Whether Maco was a better bowler than the greats of previous eras is an impossible question to answer authoritatively but he was certainly the complete pace bowler. First of all he was, consistently, genuinely fast. Despite a relatively short, bustling run up he had as quick an arm action as anyone, and that was where most of the pace was generated from. He had a front on action which naturally allowed him to bowl an inswinger but, with a slight repositioning of his wrist, to all intents and purposes imperceptible to the batsman, he was able to bowl an outswinger at will as well.
The Marshall bouncer was legendary, his relative lack of stature – he was 5’9″, around the same height as Harold Larwood – assisting him to stop the ball climbing too high and his pace, control, aggression and propensity to bowl around the wicket at times meant batsmen had plenty to worry about.
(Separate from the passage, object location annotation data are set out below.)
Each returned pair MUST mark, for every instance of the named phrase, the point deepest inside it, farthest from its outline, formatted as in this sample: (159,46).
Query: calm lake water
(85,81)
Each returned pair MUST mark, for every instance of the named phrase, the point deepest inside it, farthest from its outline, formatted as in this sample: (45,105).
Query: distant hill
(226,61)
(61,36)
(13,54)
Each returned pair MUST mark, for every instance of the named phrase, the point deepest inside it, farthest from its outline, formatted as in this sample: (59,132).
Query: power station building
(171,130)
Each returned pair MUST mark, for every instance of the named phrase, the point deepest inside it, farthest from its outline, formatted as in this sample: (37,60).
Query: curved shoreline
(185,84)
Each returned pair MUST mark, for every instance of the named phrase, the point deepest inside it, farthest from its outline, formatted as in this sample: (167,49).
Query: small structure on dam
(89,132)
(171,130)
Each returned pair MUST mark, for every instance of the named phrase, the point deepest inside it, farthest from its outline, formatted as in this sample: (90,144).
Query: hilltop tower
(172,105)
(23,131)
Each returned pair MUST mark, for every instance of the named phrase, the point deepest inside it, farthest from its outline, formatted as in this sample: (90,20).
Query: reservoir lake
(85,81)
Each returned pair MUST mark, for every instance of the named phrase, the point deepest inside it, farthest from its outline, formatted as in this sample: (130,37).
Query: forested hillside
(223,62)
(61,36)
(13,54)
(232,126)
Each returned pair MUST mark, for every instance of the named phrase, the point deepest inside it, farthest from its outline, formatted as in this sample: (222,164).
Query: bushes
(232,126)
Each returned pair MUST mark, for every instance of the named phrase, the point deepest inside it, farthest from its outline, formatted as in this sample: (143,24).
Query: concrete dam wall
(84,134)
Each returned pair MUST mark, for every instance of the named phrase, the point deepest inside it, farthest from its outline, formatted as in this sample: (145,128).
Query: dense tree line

Kapil Dev identified the biggest problem; He was a slippery customer. You never knew whether the ball would rise to your throat, or keep low to hit the stumps.
When the umpiring was weak Maco was sometimes intimidation personified, but he had a glorious yorker as well, not quite as spectacular as Waqar’s, but just as effective. He was shown the leg cutter by Dennis Lillee, which he used to great effect on the sub-continent, and he learnt all about reverse swing, the techniques of which he passed on to Lance Klusener and Sean Pollock whilst he was in South Africa, an action which caused considerable suffering for batsmen the world over. As noted by Gooch Maco was also a great watcher of batsmen, probing for weaknesses that, once noted, he never forgot.
For the extent of his repertoire Maco might have been matched by Lillee, and perhaps also Ray Lindwall. For a short period of time no one has surely been as consistently unplayable as Waqar Younis at his toe-crunching best in the early 1990s, but whilst it would be quite wrong to describe Waqar as a one trick pony, once a yard or two of that blistering pace went he lacked the variety to consistently dismiss all comers on any surface. It may be that one day Dale Steyn will be bracketed with Maco, but for now he lacks the consistent record against all the Test-playing nations that Maco had. Perhaps it’s just because I am English, and watched Maco slicing mercilessly through England’s batting so often, whereas Steyn’s performances against England have seldom been memorable, but I am going to agree with the Reverend Hall and express the view that Maco was the best of them all.
Maco’s tragically early death, in November 1999 at the age of just 41 from colon cancer, was a huge shock, and he had what amounted to a state funeral in Barbados, conducted by Wes Hall and at which his former county captain, Mark Nicholas, read a eulogy as powerful as any that I have ever heard. Maco’s friends, teammates and admirers produced many tributes that brought a tear to the eye of even the most resolute stiff upper lip, but as this is a cricketing article I will finish with the views of the man who once caused Maco such consternation, but with whom he ultimately got on very well indeed, Boycott; he was probably the greatest of all the quicks ……. I thought he was an unbelievable bowler.